While the house is important in the scheme of architecture and interior history, and is certainly famous for who owned it and who visited, the modernist structure is curiously at odds with its 1940s pastels and staid furnishings. While Billy Haines created some original pieces for the house such as the dining room tables and chairs, and used his signature pieces in other areas of the house, the house does not hang together when considering its envelope. I wonder if it's possible the house was ahead of its time and the furnishings had yet to catch up.
|Entrance to Sunnylands|
|The pink roof of Sunnylands|
|Over the neighboring Annenberg Center, we can see the pink hue that inspired Lee for the roof color|
|The Atrium featuring Auguste Rodin’s Eve, a second artist's proof casting by Rodin himself|
|The Dining Room|
|The Game Room|
|The Game Room|
|The Inwood Room with views of the San Jacinto Mountains|
|The Memory Room/Library|
|The Living Room|
|The sitting area of the Master Bedroom|
Because of his political relationships and time spent as Ambassador, Walter and Lee Annenberg had influential friends, many of whom visited Sunnylands over the years. In addition to the impressive roster of Presidents, heads of state, and royalty, regular visitors included Frank Sinatra (who was married there), Bob Hope, Fred Astaire, Gregory Peck, Ginger Rogers, Bing Crosby, Truman Capote, Mary Martin, Jimmy Stewart, and Sammy Davis, Jr. It seems only fitting that the property is at the intersection of Frank Sinatra and Bob Hope Drives.

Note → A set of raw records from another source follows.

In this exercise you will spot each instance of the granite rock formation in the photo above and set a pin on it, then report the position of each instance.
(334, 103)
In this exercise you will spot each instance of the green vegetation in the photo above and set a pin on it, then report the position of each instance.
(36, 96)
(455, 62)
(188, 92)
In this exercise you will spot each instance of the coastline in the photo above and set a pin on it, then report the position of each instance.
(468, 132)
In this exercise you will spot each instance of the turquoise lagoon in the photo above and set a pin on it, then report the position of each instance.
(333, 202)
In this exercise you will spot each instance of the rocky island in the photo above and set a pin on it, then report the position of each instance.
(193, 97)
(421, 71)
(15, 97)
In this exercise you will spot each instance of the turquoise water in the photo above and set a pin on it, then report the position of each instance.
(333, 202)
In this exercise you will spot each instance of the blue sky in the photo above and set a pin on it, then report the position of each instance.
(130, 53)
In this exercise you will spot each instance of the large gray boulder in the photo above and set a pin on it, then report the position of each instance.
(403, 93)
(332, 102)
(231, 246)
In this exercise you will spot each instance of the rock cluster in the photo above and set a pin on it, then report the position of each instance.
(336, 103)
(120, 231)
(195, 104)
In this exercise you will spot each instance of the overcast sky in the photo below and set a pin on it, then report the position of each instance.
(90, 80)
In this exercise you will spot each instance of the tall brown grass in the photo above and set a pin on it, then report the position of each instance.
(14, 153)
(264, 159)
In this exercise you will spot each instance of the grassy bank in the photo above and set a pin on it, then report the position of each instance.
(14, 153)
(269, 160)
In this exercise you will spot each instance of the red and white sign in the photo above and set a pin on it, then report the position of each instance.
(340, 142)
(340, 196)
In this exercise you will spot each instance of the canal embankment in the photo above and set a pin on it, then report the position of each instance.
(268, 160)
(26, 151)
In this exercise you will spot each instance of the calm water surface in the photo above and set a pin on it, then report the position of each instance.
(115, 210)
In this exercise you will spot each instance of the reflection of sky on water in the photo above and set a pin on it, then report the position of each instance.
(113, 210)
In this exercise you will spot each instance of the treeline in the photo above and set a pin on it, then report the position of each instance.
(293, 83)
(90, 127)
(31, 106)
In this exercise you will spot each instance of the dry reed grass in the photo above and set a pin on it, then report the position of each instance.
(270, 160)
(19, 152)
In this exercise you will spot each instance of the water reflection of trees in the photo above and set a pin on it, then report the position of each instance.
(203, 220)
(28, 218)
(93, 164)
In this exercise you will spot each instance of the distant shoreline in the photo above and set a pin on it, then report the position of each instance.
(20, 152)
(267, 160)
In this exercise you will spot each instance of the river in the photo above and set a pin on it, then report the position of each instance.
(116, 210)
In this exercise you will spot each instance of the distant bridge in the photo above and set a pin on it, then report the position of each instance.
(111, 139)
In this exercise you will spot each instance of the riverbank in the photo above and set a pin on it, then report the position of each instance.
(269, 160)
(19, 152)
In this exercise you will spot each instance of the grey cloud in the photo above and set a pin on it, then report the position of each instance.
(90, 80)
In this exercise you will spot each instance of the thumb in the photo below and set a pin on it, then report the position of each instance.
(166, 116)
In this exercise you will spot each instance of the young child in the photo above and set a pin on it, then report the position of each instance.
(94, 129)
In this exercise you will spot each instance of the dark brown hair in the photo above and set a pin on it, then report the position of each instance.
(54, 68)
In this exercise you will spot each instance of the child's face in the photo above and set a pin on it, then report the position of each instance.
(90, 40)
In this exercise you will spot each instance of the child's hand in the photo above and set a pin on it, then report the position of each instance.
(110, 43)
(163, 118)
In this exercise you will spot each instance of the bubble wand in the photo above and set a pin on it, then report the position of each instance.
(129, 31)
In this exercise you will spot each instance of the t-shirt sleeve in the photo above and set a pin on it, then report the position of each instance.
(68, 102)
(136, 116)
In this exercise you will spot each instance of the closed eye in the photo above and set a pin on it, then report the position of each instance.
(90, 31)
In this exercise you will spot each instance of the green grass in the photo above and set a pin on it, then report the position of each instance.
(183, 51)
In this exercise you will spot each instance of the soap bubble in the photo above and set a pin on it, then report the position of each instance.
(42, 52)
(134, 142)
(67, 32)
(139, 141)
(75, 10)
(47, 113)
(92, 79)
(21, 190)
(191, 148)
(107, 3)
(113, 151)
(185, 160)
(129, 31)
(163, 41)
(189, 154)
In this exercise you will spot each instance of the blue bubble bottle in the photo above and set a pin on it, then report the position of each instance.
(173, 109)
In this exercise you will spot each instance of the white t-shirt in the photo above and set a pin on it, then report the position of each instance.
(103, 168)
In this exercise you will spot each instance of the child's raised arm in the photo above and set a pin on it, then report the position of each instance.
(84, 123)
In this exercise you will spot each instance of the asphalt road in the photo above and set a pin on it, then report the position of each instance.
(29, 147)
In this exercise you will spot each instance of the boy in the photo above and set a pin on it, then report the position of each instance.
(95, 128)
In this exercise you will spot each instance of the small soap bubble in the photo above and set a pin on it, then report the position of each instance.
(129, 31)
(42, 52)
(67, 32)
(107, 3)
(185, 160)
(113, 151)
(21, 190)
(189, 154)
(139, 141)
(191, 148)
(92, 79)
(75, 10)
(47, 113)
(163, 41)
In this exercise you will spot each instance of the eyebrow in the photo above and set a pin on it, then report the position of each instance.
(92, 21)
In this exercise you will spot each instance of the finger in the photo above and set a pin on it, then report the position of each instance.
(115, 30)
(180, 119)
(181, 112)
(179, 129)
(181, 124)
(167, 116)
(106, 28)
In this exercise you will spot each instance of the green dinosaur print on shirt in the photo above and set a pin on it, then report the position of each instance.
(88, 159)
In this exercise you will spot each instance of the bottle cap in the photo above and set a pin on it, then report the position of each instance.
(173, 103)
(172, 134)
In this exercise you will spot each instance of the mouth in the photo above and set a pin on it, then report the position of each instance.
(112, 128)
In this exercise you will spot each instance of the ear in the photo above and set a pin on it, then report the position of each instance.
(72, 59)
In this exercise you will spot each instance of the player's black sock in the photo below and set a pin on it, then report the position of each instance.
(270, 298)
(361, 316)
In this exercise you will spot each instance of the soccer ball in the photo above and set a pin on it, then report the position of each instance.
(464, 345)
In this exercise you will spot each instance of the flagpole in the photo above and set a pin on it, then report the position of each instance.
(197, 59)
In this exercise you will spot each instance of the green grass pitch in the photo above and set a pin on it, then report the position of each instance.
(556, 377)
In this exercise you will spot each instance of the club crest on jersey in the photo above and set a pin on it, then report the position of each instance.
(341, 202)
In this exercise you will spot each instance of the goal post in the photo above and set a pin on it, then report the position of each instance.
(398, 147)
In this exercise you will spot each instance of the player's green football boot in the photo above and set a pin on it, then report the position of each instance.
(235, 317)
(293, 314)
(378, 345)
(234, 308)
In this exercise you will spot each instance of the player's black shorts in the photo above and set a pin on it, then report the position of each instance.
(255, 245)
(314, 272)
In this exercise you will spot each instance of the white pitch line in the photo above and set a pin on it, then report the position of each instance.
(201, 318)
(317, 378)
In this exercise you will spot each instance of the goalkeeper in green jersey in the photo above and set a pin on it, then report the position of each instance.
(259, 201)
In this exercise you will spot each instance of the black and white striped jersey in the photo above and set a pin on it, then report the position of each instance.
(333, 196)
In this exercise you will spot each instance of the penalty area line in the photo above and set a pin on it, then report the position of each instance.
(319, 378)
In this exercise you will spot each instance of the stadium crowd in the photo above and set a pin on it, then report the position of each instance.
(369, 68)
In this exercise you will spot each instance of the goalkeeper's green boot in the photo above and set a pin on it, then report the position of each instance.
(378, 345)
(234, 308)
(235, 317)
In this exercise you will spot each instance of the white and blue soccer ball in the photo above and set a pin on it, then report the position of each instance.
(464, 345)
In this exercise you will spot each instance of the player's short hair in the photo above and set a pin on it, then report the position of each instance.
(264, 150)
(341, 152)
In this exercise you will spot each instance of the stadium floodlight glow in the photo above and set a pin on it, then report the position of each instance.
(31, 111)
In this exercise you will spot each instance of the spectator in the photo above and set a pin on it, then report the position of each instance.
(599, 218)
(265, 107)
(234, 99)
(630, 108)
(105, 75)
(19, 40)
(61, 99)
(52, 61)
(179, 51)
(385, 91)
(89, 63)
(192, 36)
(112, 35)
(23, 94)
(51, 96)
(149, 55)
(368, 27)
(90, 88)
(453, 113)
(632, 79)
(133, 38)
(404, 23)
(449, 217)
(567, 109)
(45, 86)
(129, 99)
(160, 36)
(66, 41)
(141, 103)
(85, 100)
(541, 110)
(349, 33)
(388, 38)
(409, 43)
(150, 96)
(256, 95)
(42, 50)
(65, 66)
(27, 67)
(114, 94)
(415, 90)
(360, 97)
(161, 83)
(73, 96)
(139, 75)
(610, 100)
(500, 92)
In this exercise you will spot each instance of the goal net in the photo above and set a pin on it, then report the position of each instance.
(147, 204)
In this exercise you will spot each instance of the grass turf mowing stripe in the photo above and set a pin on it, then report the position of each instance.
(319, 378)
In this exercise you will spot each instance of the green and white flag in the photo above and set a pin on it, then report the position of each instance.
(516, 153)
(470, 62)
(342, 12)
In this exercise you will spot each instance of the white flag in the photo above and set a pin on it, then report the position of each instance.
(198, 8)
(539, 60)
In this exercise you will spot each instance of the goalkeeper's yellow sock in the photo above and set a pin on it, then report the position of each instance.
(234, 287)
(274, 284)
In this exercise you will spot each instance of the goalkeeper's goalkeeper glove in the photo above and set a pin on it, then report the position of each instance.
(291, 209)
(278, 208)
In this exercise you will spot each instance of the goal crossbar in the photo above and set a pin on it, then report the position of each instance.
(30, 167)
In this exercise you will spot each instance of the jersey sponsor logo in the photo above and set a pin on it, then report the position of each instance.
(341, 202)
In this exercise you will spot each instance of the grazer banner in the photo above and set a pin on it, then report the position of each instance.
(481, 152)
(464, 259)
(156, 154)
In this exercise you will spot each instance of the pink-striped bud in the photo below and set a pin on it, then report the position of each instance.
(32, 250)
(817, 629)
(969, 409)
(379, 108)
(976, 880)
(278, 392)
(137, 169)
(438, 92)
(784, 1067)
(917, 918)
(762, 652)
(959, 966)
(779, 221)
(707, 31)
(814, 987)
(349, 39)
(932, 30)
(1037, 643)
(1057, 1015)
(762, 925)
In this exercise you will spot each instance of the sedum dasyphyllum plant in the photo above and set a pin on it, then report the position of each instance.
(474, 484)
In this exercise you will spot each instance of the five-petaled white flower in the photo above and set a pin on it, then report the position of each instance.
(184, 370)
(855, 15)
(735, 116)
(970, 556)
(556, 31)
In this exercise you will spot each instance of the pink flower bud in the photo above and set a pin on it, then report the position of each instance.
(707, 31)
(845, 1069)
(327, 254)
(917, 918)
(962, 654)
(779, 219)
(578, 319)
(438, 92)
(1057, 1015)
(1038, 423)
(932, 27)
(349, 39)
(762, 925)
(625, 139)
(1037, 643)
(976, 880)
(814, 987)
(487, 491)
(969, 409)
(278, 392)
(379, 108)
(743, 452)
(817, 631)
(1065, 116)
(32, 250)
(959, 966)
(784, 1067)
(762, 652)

|President Xi Jinping of China and President Obama at Sunnylands in June 2013|
|Lee, Bill Clinton, and Walter|
|Dwight D. Eisenhower and Walter|
|Herny Kissinger at a party at Sunnylands|
|Lee and Margaret Thatcher in the greenhouses of Sunnylands|
|Richard Nixon, Lee holding a baby Jennie Eisenhower (the Nixon's granddaughter) and Pat Nixon|
|From left, an unidentified man, Gerald Ford, Leonard Firestone, an unidentified woman, Lee, and Brooke Astor|
|From left, Walter, Ronald Reagan, Charles Price, William French Smith, George Shultz, and Donald Regan|
|From left, Prince Philip Duke of Edinburgh, Lee, HRH Queen Elizabeth II, and Walter|
|HRH Queen Elizabeth II and Lee|
You can visit Sunnylands! While there is an Open Air Experience and a Bird Tour, the Historic House Tour is the only one that takes guests into the house. It is 90 minutes and costs $48 per person. Tickets must be purchased in advance and are available only online. Access to the historic house is only by guided tour. The nearby Sunnylands Visit Center & Gardens is open to the public Thursday through Sunday, 8:30 am to 4:00 pm. There is no fee and reservations are not required. Visitors to the Center & Gardens enjoy sculpture from the Sunnylands Collection as well as a rotating exhibition. There is a film and other offerings about the history of Sunnylands and its founders, Walter and Leonore Annenberg. The Cafe offers light lunch items and unparalleled mountain and garden views.